By Erika Diehl, West Virginia Press

CHARLESTON, W. Va. — The West Virginia Senate Government Organization Committee, chaired by Senator Mark Maynard, on Tuesday adopted all three bills on its agenda, taking action on fire, corrections and emergency planning issues.

S.B. 338 amends and reenacts the Fire Service Equipment and Training Fund. The bill includes that the State Fire Commission will create a grant program for volunteer and part-volunteer fire companies and departments to get the equipment and training they need. 

“Fire departments do miss out on opportunities in not applying for grants,” explained State Fire Marshal Kenneth E. Tyree, who committed to upping communication on his end to increase awareness that these grants exists.

Sen. Mike Caputo, D-Marion, agreed: “We all want to help our fire departments and we get a lot of requests from them.”

The bill now goes to Senate Finance.

S.B. 374 affects the Division of Corrections and Rehabilitations. This bill will increase the threshold for bid requirement to $10,000, making it consistent with other state agencies. The existing requirement states if the expenditure exceeds $2,500 the division must solicit at least three bids.

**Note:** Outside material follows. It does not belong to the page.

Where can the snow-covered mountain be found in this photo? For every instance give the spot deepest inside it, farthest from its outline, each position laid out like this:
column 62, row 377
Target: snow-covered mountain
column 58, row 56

Sen. Caputo asked if this would include remodeling an office and if there is anything in the law that would prohibit string bidding. 

Committee Vice Chair Sen. Chandler Swope, R-Mercer, said, “There is nothing in the bill or procedures that would prohibit that… I will defer to the agency for more specificity.”

The bill now goes to the full Senate.

S.B. 389 relates to the state Resiliency Office. This bill contains several technical changes. It adjusts the title to state the office will be responsible for planning for emergency and disaster response, recovery, and resiliency as opposed to actually conducting the operations. 

This bill clarifies that both the state Resiliency Officer and the Cabinet Secretary of the Department of Health and Human Resources are members of the board. It also takes away the public notice requirement for board meetings.

Sen. Swope made a point add some clarity to the changes, as the co-chair of oversight of the resiliency committee and encouraged the bill.

The bill now goes to the full Senate.